Father of Chicano Theater
to Lecture at UC San Diego on
“The Challenges of Citizenship”
October 20, 2008
By Henry DeVries
Renowned playwright, filmmaker and activist Luis Valdez will lecture on “The Challenges of Citizenship” at 7:30 pm Thursday, November 20 in the UC San Diego Price Center Ballroom. The event is free and open to the public with no tickets or reservations required.
Valdez will discuss the problems of citizenship in the United States and the blending of cultures in California. Following the lecture a panel of experts will discuss human rights and global citizenship.
Acknowledged as the "father of Chicano theater," Valdez is the author and director of numerous plays. He has also written and directed two films: “Zoot Suit” in 1981, based on his Broadway play of the same name and “La Bamba,” the 1987 hit movie based on the life of the Mexican-American rock’n’roll star, Ritchie Valens.
Valdez is the founder and artistic director of El Teatro Campesino, which translates to The Farmworkers Theater. Started in 1965, Valdez has led the theater company to international acclaim and numerous awards and honors, including membership on the National Endowment for the Arts Council.

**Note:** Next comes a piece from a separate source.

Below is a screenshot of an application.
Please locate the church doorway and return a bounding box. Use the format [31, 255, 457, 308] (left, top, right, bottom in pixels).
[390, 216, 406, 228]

Born June 26, 1940 in Delano, California, Valdez was raised in the agricultural labor camps around California where his parents worked in the fields, picking whatever crop was in season. A small role in an elementary school play and witnessing his parents and those like them work the long, grueling hours for little pay moved Valdez to use the theater to shed light on the Latino experience.

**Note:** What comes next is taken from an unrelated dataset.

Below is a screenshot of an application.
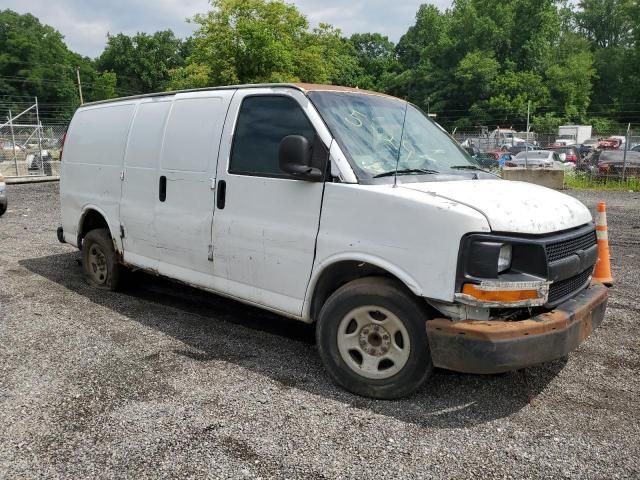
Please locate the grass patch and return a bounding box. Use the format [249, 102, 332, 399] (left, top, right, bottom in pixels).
[564, 171, 640, 191]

"I took what I most feared, the thing I was most ashamed of, and turned it into something I could write about," Valdez once told a group of university students.

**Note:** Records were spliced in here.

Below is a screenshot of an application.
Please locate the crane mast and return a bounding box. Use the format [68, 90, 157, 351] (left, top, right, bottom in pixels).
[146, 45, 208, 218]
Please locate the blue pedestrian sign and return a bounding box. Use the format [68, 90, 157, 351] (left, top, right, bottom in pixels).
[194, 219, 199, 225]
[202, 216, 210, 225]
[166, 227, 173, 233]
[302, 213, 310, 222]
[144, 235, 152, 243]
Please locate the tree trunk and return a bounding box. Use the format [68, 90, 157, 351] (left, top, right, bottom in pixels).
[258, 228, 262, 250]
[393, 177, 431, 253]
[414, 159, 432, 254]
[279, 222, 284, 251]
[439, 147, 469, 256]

The Valdez lecture is presented by Eleanor Roosevelt and Thurgood Marshall Colleges and the Helen Edison Lecture Series.
In accordance with a major gift from a late philanthropist, the Helen Edison Lecture Series presents ongoing free public lectures on issues that advance humanitarian purposes and objectives. Attended annually by thousands, speakers include former Vice President Al Gore, Nobel Peace Prize winner Muhammad Yunus, former secretary of defense Robert McNamara, and Nobel Prize in Literature winner Toni Morrison.